Bir de bir makalede okumuştum. (Büyük ihtimalle Milliyet-Galeri’de
görmüşümdür.) Yazarların yazılarını yaratırken yaptıkları değişik şeyler
başlıklı bir şeydi. Ayağını suya sokanlar, kuma değdirenler, kahvesiz
yazamayanlar gibi gibi. İnsan merak ediyor gerçekten. Biraz da kendini
sorguluyor: “Ben niye pijamalarımla yatağımda bilgisayarı kucağıma almış
yazıyorum lan?” diye. Kendimi zor tutuyorum banyodan çamaşır leğenini
getirmemek için. Belki o zaman büyüleyici şeyler çıkacak ortaya. Bir de götü
göğe ermeden yazamayanlar var ama onlar bu yazımın konusu değil lütfen.
Bu
satırları çikolatamı yerken icra ediyorum. Annem geldi odaya “Çöpleri at dışarı
çıkarken.” dedi. Telefonum çaldı, açtım, arkadaşım banko maç istedi. Sokakta bi
adam “Amını siken.” diye bağırdı. Neyse ben önemli değilim burada. Önemli olan
büyük yazarlar. Acaba hâlâ daktilo ile yazan var mı? Vardır tabii ki de. O ses
ilham veriyordur belki. İlham bu abi? Nerden geleceği belli olmuyor. Bazen bir
elektrik kablosu bile ilham verebiliyor insana. Şeyi de merak ediyorum mesela.

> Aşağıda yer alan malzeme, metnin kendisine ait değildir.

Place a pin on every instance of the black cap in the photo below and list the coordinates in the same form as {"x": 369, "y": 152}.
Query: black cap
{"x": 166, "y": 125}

Yazarlar kitaplarını yazarken kaynaklardan (kişiler, kurumlar, belgeler vb.) ne
derece faydalanıyorlar? Günün hangi saatleri yazmayı tercih ediyorlar? Sözlük
kullanıyorlar mı? Müzik dinliyorlar mı yazarken? Oğlum siz en iyisi bana birkaç
tane yazar bulun lan? Çok soru sorasım var çünkü onlara.